NeuVax™ (nelipepimut-S)

Our Approach

Our targeted cancer immunotherapy approach is currently based upon two key areas: preventing secondary recurrence of cancer, which is becoming increasingly important as the number of cancer survivors continues to grow; and, primary prevention intended to prevent ductal carcinoma in situ (DCIS) from becoming invasive breast cancer. Once a patient’s tumor becomes metastatic, the outcome is often fatal, making the prevention of recurrence a potentially critical component of overall patient care. Our secondary recurrence programs primarily target patients in the adjuvant (after-surgery) setting who have relatively healthy immune systems, but may still have residual disease. Minimal residual disease, or micrometastasis, that are undetectable by current radiographic scanning technologies, can result in disease recurrence.
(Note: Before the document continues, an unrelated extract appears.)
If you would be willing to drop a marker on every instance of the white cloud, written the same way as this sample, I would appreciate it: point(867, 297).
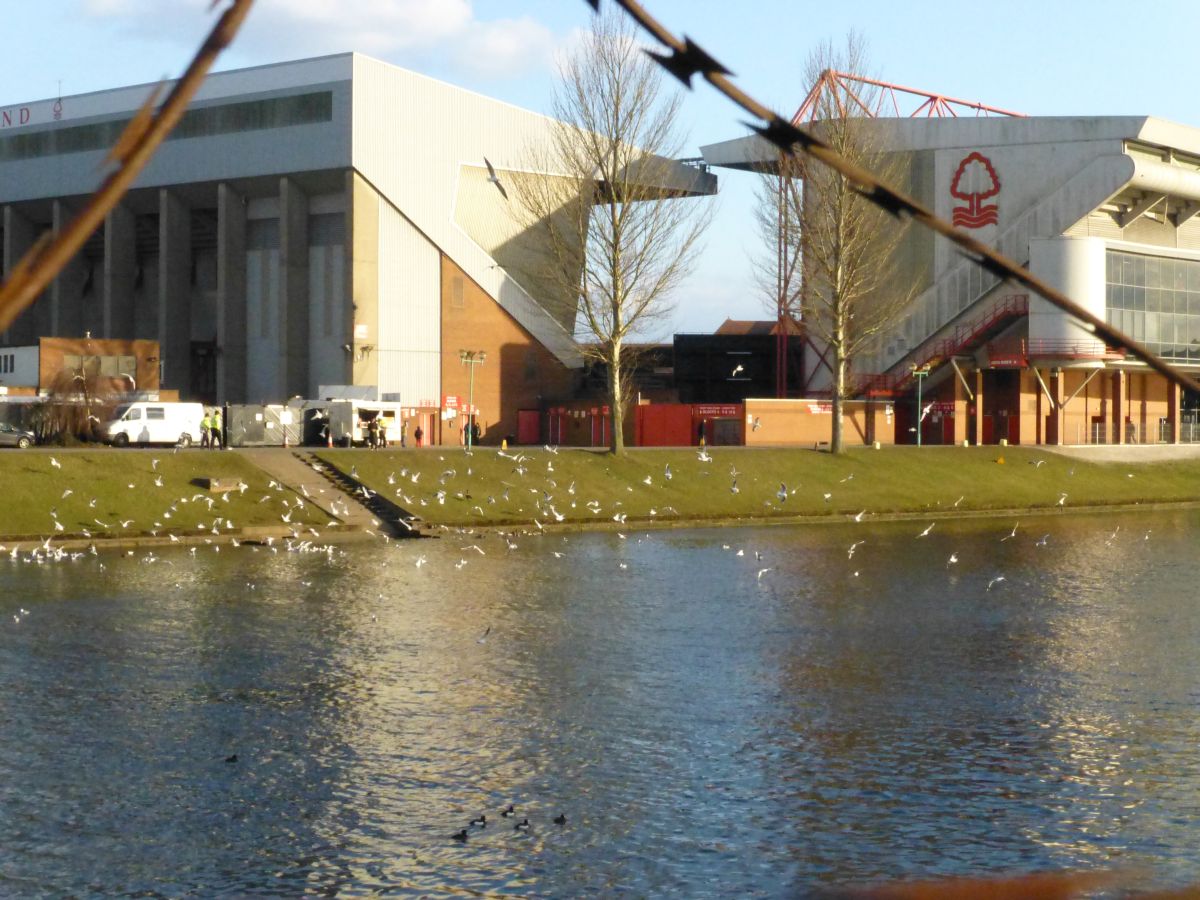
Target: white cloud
point(403, 31)
point(505, 47)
Our therapies utilize an immunodominant peptide combined with the immune adjuvant, recombinant human granulocyte macrophage-colony stimulating factor (rhGM-CSF), and work by harnessing the patient’s own immune system to seek out and attack any residual cancer cells. Using peptide immunogens has many potential clinical advantages, including a favorable safety profile, since these drugs may lack the toxicities typical of most cancer therapies. They also have the potential to induce immunologic memory and provide long-lasting protection with a convenient, intradermal mode of delivery.

Video: How NeuVax™ Works

About NeuVax™

NeuVax™ (nelipepimut-S) is a cancer immunotherapy targeting human epidermal growth factor receptor (HER2) expressing cancers. NeuVax is the immunodominant nonapeptide derived from the extracellular domain of the HER2 protein, a well-established and validated target for therapeutic intervention in breast and gastric carcinomas. The NeuVax vaccine is combined with GM-CSF for injection under the skin, or intradermal administration. Data has shown that an increased presence of circulating tumor cells (CTCs) may predict Disease Free Survival (DFS) and Overall Survival (OS) suggesting a presence of isolated micrometastases, not detectable clinically, but, over time, can lead to recurrence, most often in distant sites. After binding to the specific HLA molecules on antigen presenting cells, the nelipepimut-S sequence stimulates specific cytotoxic T lymphocytes, or CTLs, causing significant clonal expansion. These activated CTLs recognize, neutralize and destroy, through cell lysis, HER2 expressing cancer cells, including occult cancer cells and micrometastatic foci. The nelipepimut immune response can also generate CTLs to other immunogenic peptides through inter- and intra-antigenic epitope spreading.